By Will Swanson
As a guitarist we are always searching for ‘tone’. We are trying to get an exact sound out of our instrument that is just ‘us’, that fits our style, our song choices and sounds just right to our ears.
Sometimes that tone is us trying to copy some one else’s such as Rory Gallagher, Gary Moore, Eric Clapton or Johnny Lange. We read about what they use, their entire rig from strings to the power supply for any necessary pedals can be copied…mostly. We know when Gary Moore plays that famous Peter Green Les Paul with the magical our of phase pickups through his Marshall stack it sounds perfect…but when he played a newer Les Paul with regular pickups, guess what, he got that same perfect sound. So it’s in the fingers to a large degree and that also means we will sound like ourselves once we start playing from our soul, from our heart, once we play as us.

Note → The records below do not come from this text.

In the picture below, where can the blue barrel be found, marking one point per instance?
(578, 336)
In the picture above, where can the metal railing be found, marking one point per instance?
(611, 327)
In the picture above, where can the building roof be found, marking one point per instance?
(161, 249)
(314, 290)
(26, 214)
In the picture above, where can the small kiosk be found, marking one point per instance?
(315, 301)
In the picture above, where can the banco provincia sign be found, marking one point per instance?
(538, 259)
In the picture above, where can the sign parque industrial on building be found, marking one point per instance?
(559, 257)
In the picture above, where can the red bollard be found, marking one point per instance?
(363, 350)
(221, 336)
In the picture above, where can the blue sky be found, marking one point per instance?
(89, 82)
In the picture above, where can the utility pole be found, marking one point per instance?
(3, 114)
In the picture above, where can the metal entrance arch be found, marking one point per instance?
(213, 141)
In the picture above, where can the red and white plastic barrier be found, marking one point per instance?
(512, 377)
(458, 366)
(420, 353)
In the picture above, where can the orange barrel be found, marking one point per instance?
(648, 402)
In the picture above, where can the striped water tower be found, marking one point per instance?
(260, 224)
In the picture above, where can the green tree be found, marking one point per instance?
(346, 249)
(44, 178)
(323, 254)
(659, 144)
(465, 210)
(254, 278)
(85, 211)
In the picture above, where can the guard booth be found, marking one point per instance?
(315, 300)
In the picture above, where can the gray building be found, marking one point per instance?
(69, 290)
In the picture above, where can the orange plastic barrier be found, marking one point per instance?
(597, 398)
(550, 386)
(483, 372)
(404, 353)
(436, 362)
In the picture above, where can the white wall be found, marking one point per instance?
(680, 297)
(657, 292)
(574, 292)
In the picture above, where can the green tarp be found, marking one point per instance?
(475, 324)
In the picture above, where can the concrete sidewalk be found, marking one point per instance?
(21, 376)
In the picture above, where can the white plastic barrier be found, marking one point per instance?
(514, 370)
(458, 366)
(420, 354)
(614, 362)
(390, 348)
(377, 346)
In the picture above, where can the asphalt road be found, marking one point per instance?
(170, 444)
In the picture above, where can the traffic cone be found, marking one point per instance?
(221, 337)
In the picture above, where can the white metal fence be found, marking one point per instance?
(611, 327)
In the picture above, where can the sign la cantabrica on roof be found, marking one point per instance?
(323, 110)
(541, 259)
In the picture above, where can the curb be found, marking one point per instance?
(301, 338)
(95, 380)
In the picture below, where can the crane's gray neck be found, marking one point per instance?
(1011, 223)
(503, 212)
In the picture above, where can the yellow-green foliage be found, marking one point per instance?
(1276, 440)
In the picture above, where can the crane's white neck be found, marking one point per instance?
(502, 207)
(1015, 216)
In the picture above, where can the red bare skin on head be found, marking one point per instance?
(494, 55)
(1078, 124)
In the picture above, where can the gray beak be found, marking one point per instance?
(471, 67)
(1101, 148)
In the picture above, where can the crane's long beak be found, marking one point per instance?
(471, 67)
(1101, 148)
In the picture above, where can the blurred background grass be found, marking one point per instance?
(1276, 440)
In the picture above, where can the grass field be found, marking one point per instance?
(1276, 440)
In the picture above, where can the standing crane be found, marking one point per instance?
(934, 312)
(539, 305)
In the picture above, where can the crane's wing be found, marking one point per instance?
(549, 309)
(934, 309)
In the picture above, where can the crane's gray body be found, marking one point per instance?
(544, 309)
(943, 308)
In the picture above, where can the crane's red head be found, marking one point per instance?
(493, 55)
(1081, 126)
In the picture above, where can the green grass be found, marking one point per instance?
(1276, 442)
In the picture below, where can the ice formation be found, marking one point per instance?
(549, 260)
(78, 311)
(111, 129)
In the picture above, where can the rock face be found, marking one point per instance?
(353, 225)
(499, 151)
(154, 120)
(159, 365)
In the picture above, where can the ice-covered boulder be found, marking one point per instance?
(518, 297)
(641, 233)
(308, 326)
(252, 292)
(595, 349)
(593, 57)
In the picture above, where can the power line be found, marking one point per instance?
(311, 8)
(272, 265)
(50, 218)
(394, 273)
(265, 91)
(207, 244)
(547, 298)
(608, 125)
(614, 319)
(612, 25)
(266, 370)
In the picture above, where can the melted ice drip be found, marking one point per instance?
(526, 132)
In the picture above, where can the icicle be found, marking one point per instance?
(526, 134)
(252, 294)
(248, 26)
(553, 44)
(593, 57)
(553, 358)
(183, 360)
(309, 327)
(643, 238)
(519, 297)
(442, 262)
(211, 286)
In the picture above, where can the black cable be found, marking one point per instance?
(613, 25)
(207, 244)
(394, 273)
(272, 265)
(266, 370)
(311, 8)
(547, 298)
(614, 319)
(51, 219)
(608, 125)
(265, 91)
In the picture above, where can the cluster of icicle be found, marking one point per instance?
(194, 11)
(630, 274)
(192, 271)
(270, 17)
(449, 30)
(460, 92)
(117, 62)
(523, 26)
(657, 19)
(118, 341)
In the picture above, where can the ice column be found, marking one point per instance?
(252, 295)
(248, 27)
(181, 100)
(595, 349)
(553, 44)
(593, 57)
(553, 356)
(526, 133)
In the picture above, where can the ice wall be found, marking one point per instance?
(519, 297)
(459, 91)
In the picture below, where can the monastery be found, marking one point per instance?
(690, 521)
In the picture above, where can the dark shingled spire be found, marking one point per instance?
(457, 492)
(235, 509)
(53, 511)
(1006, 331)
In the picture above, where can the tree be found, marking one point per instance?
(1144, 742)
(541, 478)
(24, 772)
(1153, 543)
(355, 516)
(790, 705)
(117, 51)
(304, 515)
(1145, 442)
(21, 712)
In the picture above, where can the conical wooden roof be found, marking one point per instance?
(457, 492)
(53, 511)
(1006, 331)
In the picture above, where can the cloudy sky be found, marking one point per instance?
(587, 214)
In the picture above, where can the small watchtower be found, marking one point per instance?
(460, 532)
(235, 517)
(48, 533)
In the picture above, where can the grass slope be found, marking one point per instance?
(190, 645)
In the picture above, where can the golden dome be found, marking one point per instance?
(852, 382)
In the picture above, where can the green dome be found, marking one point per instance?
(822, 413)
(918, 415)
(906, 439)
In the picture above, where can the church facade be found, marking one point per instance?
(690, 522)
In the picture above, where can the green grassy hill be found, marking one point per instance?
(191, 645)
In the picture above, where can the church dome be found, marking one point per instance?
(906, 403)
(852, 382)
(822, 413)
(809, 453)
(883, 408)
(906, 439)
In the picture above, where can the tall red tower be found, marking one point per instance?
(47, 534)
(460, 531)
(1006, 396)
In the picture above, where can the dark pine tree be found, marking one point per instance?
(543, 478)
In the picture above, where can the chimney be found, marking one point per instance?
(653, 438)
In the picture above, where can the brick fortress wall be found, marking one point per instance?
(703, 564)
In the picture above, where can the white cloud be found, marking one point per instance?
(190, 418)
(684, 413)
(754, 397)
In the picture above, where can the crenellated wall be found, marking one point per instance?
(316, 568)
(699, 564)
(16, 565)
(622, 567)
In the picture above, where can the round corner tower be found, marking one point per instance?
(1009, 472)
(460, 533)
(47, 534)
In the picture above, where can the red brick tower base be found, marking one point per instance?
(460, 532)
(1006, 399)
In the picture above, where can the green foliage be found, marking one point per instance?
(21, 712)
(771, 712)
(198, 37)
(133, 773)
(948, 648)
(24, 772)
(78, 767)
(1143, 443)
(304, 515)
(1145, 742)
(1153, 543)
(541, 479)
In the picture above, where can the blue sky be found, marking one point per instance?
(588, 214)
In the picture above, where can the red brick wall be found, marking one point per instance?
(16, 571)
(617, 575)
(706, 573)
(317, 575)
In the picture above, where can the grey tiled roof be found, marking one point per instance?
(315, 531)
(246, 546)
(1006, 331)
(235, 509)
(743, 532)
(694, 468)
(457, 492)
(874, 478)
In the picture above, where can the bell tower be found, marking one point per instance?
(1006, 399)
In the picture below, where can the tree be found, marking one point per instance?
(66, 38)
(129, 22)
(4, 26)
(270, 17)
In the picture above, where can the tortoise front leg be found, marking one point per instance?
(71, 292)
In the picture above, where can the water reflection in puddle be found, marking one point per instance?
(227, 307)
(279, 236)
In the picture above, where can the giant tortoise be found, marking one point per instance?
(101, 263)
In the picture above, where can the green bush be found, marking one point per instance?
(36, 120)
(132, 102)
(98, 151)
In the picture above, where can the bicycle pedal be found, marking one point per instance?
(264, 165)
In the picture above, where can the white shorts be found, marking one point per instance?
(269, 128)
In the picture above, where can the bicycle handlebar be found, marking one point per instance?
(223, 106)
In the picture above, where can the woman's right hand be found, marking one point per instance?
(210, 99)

So, moving forward from this it doesn’t change that we still want ‘that perfect tone’ for our own music. We want to hear it come out like we hear it in our head so follow me for a minute.
We have a guitar that plays great, fits fine, perfect neck and balance so we start there. We change the pickups for more mid range, sounds better. We change string gauge and brand and we get a bit closer. We add a tube screamer pedal and it has grit, we add a compressor and it cleans up. Our amp is retubed and a warmer speaker added and we get the knobs all perfect. We are almost there, we are so close. We have been playing that same lick with the same instrument in our high tech blues studio and it’s almost there. We change cables to vintage tweeds and we are there, well, a hair off.
We rewire this perfect tele in a 50’s style Les Paul and YES! That’s it!
I hate to bring this up – but how much has your actual sound changed? Its developed and is obviously different, but how much actually changed?
You’ve gotten better at playing it by now, you have changed as a player and the instrument feels dialed in, you are bonded with it, so what is just right, you or the instrument?
The biggest blessing and also the biggest crux of all this is, when you play live you will sound different but you will kill it on that song. Your equipment is the same but the acoustics are different, that huge reverb sound now has to fill a large club through a PA, your perfect tone is now lost. You might play amazingly, that badass riff is still coming out of the instrument but the music that the crowd hears is different, not bad, just different.
The same can be said should you record that album or single and it gets played, even if the studio you recorded it in was perfect for you, the place where you developed your tone, it is all too apparent that the ipod, car stereo or youtube player is going to change it.
So I ask, how important is your tone? Does it matter?
Yes, it’s damn important – because it’s what you want to hear every single time you played that same set of songs trying to get it right and that means you have listened to it far more than anyone else ever will.